One of the hall's highlights will be a display of original fossil skulls from the Cro-Magnon period and France's La Ferrassie cave, plus major discoveries from the 19th century. The materials are being lent by the Musée de l'Homme in Paris, which is closed for renovations. Another exhibit will contain a specially designed case with an original Neanderthal skeleton excavated from the Shanidar Cave in Iraq. The skeleton was discovered in the 1950s and has been in storage at the Smithsonian for the past 10 years.

"One of the threads throughout the hall is 'How do we know?' " said Potts. "How do we know a footprint is a human footprint?"

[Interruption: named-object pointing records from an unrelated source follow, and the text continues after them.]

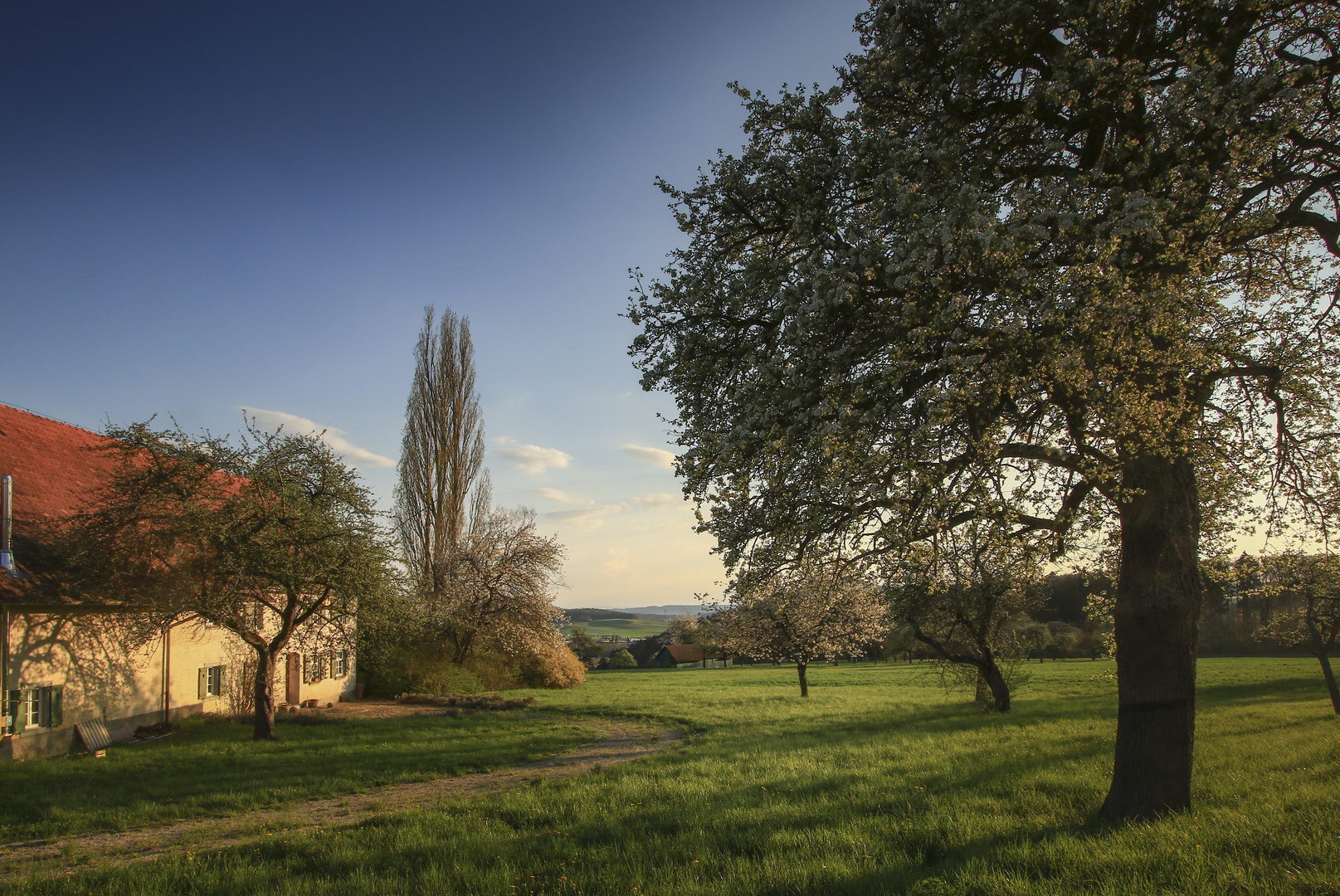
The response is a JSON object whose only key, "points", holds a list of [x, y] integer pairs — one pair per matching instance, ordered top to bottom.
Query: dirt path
{"points": [[618, 743]]}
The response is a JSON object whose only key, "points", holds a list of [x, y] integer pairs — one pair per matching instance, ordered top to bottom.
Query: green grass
{"points": [[619, 627], [217, 769], [877, 784]]}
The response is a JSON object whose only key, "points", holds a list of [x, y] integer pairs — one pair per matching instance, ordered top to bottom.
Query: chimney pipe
{"points": [[7, 524]]}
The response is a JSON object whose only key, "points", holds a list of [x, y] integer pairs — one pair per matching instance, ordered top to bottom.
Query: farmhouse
{"points": [[690, 656], [67, 660]]}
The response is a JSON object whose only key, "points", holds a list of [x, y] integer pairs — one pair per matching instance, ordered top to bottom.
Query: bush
{"points": [[622, 660], [553, 665]]}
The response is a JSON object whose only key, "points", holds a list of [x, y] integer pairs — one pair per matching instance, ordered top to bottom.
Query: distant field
{"points": [[621, 627], [878, 784]]}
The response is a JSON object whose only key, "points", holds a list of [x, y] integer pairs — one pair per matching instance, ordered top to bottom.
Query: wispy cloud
{"points": [[331, 436], [655, 457], [532, 458], [558, 497], [657, 499], [586, 517]]}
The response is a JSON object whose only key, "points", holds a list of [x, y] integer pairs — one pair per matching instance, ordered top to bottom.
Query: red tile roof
{"points": [[54, 465], [56, 469], [690, 654]]}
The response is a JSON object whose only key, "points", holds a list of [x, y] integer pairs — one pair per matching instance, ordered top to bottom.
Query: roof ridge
{"points": [[52, 420]]}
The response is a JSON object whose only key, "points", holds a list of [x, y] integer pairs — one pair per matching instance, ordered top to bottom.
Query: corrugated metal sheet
{"points": [[94, 734]]}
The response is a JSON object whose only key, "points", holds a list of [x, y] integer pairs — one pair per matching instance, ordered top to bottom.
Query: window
{"points": [[314, 667], [211, 682], [31, 708]]}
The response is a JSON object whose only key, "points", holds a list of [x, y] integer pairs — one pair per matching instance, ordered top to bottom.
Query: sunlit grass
{"points": [[877, 784]]}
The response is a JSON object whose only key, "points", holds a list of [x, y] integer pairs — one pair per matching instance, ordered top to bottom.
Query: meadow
{"points": [[618, 627], [212, 769], [880, 782]]}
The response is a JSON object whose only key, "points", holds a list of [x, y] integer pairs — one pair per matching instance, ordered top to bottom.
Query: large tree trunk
{"points": [[1157, 614], [995, 680], [1331, 680], [264, 723]]}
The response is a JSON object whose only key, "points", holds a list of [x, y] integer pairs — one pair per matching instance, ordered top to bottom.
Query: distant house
{"points": [[690, 656], [61, 660]]}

And that became a timely question earlier this month when scientists announced the discovery of a skeleton in Ethiopia, which they named Ardi; she lived 4.4 million years ago. The discovery immediate upstaged Lucy, the 3.2 million-year-old fossil who had been believed to be the most complete human ancestor. Potts knew about Ardi and told his design team not to panic about the news; for now, Lucy will be a major part of the Smithsonian's story. Models of her standing and then climbing are on order.

The scientific conclusions about Ardi will be in a section that includes the latest news about discoveries and anthropological field work, said Potts.

The scientists are also creating a wall of human development, with the milestones of walking upright, a larger brain size, development of tools, and creating symbols and rituals. The text will explain how those advances "equipped us to react to environmental and social settings," Potts said.